The Fale was developed on the vacant Hamilton Stadium Bowling Club at Hinemoa Park. Situated on Hamilton’s west town green belt, Leaupepe pays tribute to the forefathers who made sure it was a dedicated green space in the heart of the city.

“For us to have permission to proceed with that, on that piece of land, is such a privilege. And there is a massive responsibility that is attached to that in terms of taking care of it, valuing it, respecting it, and making sure that the whole community has access to it and is able to celebrate.”

K'aute Pasifika Trust Pacific community hub in Hamilton City. Photo: Supplied
K’aute Pasifika Trust Pacific community hub in Hamilton City. Photo: Supplied

And while the team at Ka’ute are excited by the capital project, Leaupepe says it is only part of it. “What excites us the most is what we get to be able to offer our community inside it.”

Leaupepe says one of the outcomes for them is how to deliver GP services in a way that meets the needs of the families that they serve. She says one of the key points is it does not look like the traditional practice model.

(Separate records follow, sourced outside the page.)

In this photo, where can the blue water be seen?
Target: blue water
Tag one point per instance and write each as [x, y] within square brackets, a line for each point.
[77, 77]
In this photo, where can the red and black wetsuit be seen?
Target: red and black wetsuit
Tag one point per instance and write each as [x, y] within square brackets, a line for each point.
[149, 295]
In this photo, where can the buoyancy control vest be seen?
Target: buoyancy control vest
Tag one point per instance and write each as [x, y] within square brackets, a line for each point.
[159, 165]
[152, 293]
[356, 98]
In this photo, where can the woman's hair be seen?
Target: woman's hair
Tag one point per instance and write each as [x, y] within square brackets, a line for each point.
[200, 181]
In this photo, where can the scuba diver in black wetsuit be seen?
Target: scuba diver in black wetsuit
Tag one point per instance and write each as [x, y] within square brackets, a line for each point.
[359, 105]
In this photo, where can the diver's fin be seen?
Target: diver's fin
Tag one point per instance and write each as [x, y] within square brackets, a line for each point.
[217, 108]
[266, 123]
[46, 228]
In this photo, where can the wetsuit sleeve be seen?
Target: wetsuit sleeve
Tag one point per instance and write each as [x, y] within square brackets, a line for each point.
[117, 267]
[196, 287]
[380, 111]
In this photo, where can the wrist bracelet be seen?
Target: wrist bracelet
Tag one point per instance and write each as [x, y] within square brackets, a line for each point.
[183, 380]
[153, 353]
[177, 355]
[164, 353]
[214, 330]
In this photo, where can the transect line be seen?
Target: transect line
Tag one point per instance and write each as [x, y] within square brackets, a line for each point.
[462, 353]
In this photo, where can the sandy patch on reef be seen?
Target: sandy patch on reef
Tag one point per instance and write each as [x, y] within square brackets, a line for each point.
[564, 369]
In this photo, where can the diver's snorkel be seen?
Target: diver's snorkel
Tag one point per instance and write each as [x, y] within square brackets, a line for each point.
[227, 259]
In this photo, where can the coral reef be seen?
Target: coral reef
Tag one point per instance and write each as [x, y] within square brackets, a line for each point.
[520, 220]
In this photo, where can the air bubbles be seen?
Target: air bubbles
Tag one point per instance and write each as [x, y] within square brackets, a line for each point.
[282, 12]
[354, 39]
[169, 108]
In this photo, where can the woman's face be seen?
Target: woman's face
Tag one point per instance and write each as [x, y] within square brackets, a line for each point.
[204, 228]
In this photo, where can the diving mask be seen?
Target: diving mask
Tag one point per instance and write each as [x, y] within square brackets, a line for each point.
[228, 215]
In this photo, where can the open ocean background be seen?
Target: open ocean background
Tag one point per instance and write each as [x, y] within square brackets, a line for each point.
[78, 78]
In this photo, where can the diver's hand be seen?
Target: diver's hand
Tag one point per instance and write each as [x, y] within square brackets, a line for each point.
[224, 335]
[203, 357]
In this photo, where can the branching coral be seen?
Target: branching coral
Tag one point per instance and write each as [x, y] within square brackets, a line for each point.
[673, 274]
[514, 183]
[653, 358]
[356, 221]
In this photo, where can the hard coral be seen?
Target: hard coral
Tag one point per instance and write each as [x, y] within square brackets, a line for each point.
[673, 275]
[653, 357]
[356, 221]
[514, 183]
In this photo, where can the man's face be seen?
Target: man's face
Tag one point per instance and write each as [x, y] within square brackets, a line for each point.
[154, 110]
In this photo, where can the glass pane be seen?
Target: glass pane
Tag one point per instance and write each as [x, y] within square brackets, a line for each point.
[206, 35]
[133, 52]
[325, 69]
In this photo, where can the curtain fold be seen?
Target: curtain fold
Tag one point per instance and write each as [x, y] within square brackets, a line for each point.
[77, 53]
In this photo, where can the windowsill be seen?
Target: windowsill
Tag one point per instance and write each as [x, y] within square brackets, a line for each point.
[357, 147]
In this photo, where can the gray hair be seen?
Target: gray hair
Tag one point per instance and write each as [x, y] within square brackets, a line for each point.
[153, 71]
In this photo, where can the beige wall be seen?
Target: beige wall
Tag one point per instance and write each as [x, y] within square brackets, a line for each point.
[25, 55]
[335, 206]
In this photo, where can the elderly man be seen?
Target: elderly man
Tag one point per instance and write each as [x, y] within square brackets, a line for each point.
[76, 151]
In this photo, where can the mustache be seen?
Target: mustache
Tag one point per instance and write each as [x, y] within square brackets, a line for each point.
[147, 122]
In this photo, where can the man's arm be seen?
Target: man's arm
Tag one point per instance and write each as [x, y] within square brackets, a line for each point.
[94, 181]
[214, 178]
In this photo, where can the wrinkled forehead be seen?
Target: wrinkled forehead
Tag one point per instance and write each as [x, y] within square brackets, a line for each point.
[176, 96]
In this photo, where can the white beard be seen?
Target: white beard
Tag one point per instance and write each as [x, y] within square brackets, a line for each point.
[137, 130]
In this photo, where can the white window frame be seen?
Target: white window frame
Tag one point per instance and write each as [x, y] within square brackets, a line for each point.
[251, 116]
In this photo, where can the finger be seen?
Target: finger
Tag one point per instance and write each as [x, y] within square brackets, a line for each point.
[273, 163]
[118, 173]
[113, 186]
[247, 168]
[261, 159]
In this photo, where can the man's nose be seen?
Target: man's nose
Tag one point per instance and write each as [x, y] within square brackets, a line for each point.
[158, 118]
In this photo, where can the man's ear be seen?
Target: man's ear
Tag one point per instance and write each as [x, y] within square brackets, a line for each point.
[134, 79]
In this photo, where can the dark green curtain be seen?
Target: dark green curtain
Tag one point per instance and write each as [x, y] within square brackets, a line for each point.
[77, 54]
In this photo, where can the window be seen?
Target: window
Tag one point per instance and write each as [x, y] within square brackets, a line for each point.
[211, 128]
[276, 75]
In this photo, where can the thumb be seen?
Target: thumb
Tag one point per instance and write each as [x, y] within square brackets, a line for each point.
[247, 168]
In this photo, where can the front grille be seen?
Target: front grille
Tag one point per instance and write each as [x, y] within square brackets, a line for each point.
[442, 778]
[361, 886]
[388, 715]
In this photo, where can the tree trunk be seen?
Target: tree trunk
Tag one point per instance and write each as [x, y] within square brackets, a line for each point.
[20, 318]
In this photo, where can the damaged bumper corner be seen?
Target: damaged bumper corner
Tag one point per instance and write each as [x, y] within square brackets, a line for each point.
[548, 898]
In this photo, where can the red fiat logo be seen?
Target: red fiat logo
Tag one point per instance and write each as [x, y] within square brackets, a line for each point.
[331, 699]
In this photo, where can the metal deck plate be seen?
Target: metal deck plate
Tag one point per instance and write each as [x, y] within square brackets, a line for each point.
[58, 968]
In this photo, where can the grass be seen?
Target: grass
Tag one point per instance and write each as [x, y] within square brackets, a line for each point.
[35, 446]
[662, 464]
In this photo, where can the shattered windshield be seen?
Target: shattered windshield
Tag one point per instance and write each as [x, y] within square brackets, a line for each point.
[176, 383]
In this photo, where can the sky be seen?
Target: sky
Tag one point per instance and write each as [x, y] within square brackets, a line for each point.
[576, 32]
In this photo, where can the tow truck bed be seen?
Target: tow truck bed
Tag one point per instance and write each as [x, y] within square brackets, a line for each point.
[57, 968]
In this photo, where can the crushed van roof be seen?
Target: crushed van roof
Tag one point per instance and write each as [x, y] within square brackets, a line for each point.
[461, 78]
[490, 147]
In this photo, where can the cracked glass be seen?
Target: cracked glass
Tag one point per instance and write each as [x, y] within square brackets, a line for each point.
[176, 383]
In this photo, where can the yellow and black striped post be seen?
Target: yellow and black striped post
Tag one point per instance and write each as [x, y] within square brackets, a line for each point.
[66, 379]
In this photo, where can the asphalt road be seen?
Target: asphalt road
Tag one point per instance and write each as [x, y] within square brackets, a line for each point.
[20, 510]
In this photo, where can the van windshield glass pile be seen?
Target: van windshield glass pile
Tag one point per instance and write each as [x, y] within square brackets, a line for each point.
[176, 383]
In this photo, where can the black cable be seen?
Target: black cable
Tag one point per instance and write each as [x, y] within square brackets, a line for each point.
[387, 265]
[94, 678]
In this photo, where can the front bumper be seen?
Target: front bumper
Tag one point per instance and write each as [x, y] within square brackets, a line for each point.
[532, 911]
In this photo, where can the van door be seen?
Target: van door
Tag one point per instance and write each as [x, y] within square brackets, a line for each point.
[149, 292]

“It’s about tipping that model on its head and really listen to the people and make sure that services are accessible, that they are culturally responsive. And that people, whole families are able to be seen, as opposed to the individualised approach that a lot of mainstream services take.”

K’aute continues to provide health, education, employment, and social services to Pasifika communities and all other ethnicities.

Ensuring the health and wellbeing for not only the community they serve but also their staff is at the forefront of their work.

Leaupepe acknowledges they have had their fair share of challenges over the past two years dealing with the impact of Covid-19. She is proud of her team who have continued to show resilience during an unprecedented time in the work life of K’aute.

“We have a team of dedicated passionate people who are here because they believe they have a God-given purpose and very values-driven and absolutely committed to supporting the families that we serve.”

Members of the K'aute Pasifika leadership team, including CE Leaupepe Rachel Karalus (right) in front of the new landmark now taking shape, the Pan Pacific Hub in Hamilton. Photo: NZ Herald
Members of the K’aute Pasifika leadership team, including CE Leaupepe Rachel Karalus (right) in front of the new landmark now taking shape, the Pan Pacific Hub in Hamilton. Photo: NZ Herald

Leaupepe says the underlying faith of the team has sustained them on a daily basis. She believes that it is this faith that was put to the test for many Pacific people in the community which led to debates and talanoa over the choice to vaccinate, receive boosters, and mandates as well as the issues around child vaccinations.

Leaupepe recalls it did take a toll on the community, “I think that for faith reasons people who struggle with vaccinations and mandates put a lot of strain on their mental wellbeing.

“We ourselves had a beautiful staff member who really struggled with being mandated. It’s not just about those being anti-vax. I would say there are people who have legitimate reasons for not wanting to be vaccinated,” says Leaupepe.

However Leaupepe is very clear that while Ka’ute respects the views of people in the community, she notes that as a service provider they want to be an exemplar of health; protecting their staff and the people they work with, while promoting vaccination.

Consultation with the community is key for Ka’ute. Leaupepe says they continue to talanoa and listen to what the community needs. She says in preparation of the new fale, they will be running a host of community fono to keep the community updated on developments. The fale will incorporate an integrated wellbeing service, with an early learning space.

Leaupepe says the fale will have something for everyone. “It’s an opportunity for us to talanoa to our families, listen to our matua and to really take on board what they say is needed.”

“At the end of the day what we really want is for the community to take ownership of it … when we talk about the fale, we try to make sure the whole thing is designed and reflected in a way that every Pacific group can identify and see themselves in”, says Leaupepe.